In a video interview with Vlad Costea, Sztorc defended the approach as a necessary funding mechanism and argued that Drivechain’s design specifically prevents “dev capture” – the tendency for a single development team to gain outsized control over a protocol.
The ecash.com website frames the project as a permanent fix to Bitcoin’s scalability and governance problems, not a temporary workaround. The activation client will be published periodically and frozen 30 days before the scheduled fork date, with bug bounty contests planned throughout the summer.
Community Reaction Has Been Polarized
Bitcoin maximalists have largely rejected the proposal. The Satoshi coin reallocation crosses a philosophical red line for many in the community who view the immutability of Bitcoin’s UTXO set as sacrosanct. Even holders who support Drivechains conceptually have raised concerns about the precedent of reassigning coins from dormant addresses.
Supporters argue that BIP300 and BIP301 have failed to gain traction through Bitcoin Core’s consensus process despite years of discussion, and that a hard fork is the only viable path to deploying merged-mined sidechains at scale.
The fork is now 118 days away.
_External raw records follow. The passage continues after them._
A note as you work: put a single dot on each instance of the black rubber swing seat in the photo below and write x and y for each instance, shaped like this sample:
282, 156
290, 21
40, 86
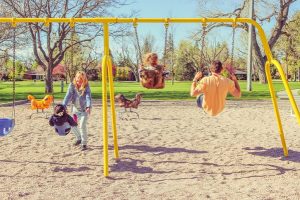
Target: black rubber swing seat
6, 126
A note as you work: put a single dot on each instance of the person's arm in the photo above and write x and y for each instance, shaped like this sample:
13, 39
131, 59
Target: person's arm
51, 121
88, 99
68, 95
237, 90
195, 91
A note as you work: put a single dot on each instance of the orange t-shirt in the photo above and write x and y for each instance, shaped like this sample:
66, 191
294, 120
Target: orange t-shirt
215, 89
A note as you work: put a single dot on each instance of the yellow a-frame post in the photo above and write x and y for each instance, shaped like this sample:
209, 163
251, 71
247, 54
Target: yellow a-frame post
107, 66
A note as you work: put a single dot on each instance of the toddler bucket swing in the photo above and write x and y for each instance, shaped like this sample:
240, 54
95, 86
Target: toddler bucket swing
65, 129
152, 79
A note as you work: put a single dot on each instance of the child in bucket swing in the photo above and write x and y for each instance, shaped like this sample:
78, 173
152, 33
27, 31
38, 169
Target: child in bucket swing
212, 91
79, 93
151, 63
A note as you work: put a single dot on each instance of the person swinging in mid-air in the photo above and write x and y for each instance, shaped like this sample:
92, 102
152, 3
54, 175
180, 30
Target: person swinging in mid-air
211, 91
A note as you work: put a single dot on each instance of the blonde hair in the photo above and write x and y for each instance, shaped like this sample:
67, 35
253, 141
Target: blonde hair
81, 75
148, 56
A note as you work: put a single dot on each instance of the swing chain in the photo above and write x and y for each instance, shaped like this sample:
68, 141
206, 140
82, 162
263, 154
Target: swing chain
72, 46
14, 70
232, 45
138, 42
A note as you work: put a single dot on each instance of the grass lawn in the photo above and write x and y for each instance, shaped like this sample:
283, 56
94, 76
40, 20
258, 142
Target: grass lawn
178, 91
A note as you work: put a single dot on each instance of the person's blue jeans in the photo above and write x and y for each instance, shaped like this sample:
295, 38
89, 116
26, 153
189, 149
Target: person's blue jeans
200, 100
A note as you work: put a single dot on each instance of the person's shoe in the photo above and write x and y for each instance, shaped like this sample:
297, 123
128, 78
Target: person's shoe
78, 142
84, 147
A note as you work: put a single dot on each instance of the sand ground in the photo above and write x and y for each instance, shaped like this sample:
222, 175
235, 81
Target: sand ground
174, 151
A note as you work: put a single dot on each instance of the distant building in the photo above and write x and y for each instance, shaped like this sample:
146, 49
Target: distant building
59, 73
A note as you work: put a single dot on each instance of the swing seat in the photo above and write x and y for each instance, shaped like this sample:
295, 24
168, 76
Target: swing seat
6, 126
152, 79
63, 130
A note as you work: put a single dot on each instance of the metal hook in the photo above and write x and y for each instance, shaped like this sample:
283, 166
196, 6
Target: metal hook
47, 21
14, 22
204, 22
167, 22
72, 22
234, 23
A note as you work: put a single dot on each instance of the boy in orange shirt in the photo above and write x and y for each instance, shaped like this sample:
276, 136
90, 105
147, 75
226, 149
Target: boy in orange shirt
212, 91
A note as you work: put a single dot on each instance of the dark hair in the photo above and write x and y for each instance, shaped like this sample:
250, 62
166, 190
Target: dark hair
216, 67
60, 108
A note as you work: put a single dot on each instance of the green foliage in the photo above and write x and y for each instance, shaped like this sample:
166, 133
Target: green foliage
287, 48
178, 91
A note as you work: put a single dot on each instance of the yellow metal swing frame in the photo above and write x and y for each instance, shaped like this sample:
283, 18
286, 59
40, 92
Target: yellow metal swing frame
107, 66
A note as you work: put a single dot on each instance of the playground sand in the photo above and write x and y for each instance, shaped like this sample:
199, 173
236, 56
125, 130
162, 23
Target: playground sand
174, 151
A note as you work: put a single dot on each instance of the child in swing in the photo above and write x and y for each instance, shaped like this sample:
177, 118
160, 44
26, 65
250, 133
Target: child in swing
79, 93
151, 63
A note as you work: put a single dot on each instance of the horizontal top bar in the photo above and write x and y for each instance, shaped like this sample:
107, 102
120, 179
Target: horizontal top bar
125, 20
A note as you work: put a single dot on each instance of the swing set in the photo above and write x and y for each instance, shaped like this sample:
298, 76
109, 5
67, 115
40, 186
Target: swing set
107, 75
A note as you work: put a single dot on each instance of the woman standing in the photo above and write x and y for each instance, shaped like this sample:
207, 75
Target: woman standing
79, 93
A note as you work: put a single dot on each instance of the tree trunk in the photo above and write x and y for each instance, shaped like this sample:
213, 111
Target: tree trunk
49, 79
261, 70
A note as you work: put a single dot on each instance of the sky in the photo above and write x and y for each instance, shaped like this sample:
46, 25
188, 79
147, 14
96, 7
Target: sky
180, 9
185, 9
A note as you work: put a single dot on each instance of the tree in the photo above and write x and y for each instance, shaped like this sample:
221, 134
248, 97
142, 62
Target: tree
287, 48
129, 56
279, 11
52, 53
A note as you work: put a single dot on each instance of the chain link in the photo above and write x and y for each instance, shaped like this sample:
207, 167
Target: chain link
202, 47
14, 71
166, 43
138, 43
232, 47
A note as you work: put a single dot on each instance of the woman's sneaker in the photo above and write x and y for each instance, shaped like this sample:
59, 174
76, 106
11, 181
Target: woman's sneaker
84, 147
78, 142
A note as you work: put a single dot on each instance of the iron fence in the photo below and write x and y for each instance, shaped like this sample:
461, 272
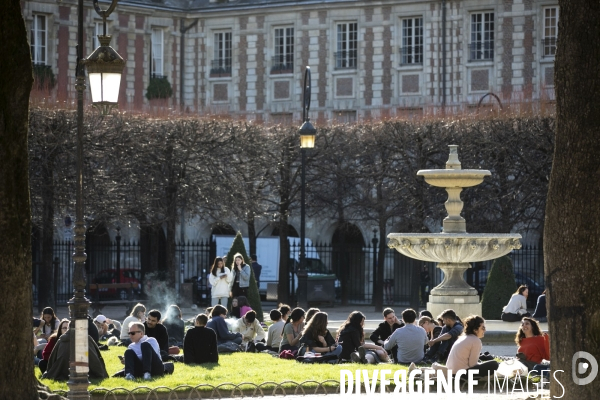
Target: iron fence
354, 266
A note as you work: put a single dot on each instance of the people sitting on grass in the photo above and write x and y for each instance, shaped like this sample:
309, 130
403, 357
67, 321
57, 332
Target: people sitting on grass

Whether eCash gains mining support, exchange listings, or meaningful adoption remains an open question – but the announcement guarantees that Drivechain will dominate Bitcoin discourse through the summer of 2026.
FAQ
What is the eCash Bitcoin hard fork?
eCash is a planned August 2026 hard fork of Bitcoin proposed by developer Paul Sztorc. It activates Drivechain technology (BIP300/BIP301) and gives existing BTC holders an equal number of eCash tokens through a 1:1 coin split.
Will existing Bitcoin holders get eCash tokens?
Yes. Every BTC holder will receive an equivalent amount of eCash at the time of the split. The only exception involves an estimated 500,000-550,000 coins attributed to Satoshi Nakamoto’s Patoshi-pattern addresses, which would be reallocated.
What are Drivechains?
Drivechains are a proposed Bitcoin scaling solution defined in BIP300 and BIP301 that enables merged-mined Layer 2 chains to operate under Bitcoin’s security umbrella, allowing miners to earn revenue from multiple chains simultaneously.